Building a WhatsApp genAI Assistant with Amazon Bedrock and Claude 3

In the previous blog “Building a WhatsApp genAI Assistant with Amazon Bedrock”, you learned how to deploy a WhatsApp app that allows you to chat in any language using either Anthropic Claude 1 or 2 as large language model (LLM) on Amazon Bedrock.
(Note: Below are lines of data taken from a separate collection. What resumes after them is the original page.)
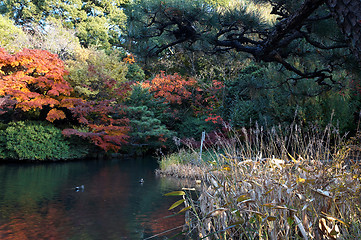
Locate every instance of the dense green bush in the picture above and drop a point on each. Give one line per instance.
(258, 95)
(38, 141)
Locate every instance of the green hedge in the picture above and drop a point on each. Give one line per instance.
(38, 141)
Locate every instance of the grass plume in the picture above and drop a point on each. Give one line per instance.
(283, 183)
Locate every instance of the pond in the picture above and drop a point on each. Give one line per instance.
(38, 201)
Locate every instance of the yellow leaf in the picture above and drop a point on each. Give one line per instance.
(185, 209)
(176, 204)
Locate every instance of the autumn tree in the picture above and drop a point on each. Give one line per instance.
(12, 37)
(32, 83)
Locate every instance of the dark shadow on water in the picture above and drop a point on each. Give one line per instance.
(39, 201)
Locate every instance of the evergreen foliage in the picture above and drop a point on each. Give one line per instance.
(38, 141)
(97, 23)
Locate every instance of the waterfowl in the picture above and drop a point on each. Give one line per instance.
(80, 188)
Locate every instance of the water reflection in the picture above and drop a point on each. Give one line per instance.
(38, 201)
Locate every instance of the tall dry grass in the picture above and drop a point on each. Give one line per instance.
(283, 183)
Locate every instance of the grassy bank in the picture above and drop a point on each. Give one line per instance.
(284, 183)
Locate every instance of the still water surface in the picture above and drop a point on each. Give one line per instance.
(38, 201)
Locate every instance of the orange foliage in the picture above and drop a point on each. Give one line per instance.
(33, 80)
(129, 59)
(203, 99)
(173, 88)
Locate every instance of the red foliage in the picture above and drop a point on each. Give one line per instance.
(203, 99)
(173, 88)
(33, 79)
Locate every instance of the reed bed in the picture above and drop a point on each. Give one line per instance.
(283, 183)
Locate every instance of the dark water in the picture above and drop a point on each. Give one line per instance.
(37, 201)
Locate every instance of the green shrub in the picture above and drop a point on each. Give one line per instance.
(37, 141)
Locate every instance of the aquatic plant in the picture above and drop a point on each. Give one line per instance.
(283, 183)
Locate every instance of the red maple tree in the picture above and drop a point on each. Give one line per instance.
(32, 81)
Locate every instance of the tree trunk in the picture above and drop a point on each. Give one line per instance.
(348, 16)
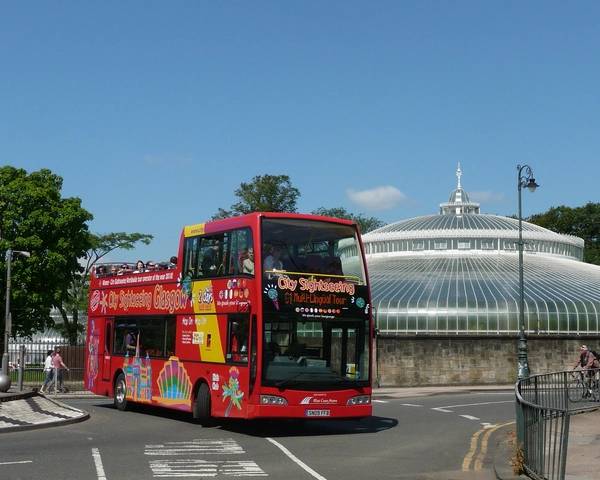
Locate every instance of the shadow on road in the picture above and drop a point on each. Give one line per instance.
(274, 427)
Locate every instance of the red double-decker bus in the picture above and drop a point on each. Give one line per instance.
(262, 315)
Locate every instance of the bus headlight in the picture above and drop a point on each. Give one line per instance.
(360, 400)
(272, 400)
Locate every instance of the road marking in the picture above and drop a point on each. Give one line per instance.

You can send voice notes and receive transcripts, and if you prefer, you can even dialog with the model using voice notes.

In this new blog, I'll show you how to harness the enhanced capabilities of Anthropic Claude 3 to handle conversations more effectively while seamlessly process visual content such as photos, charts, graphs, and technical diagrams.

Example Claude 3 handle visual content

The diagram illustrates a workflow integrating AWS services to process WhatsApp messages — Claude 3 handle visual content: Describe a diagram.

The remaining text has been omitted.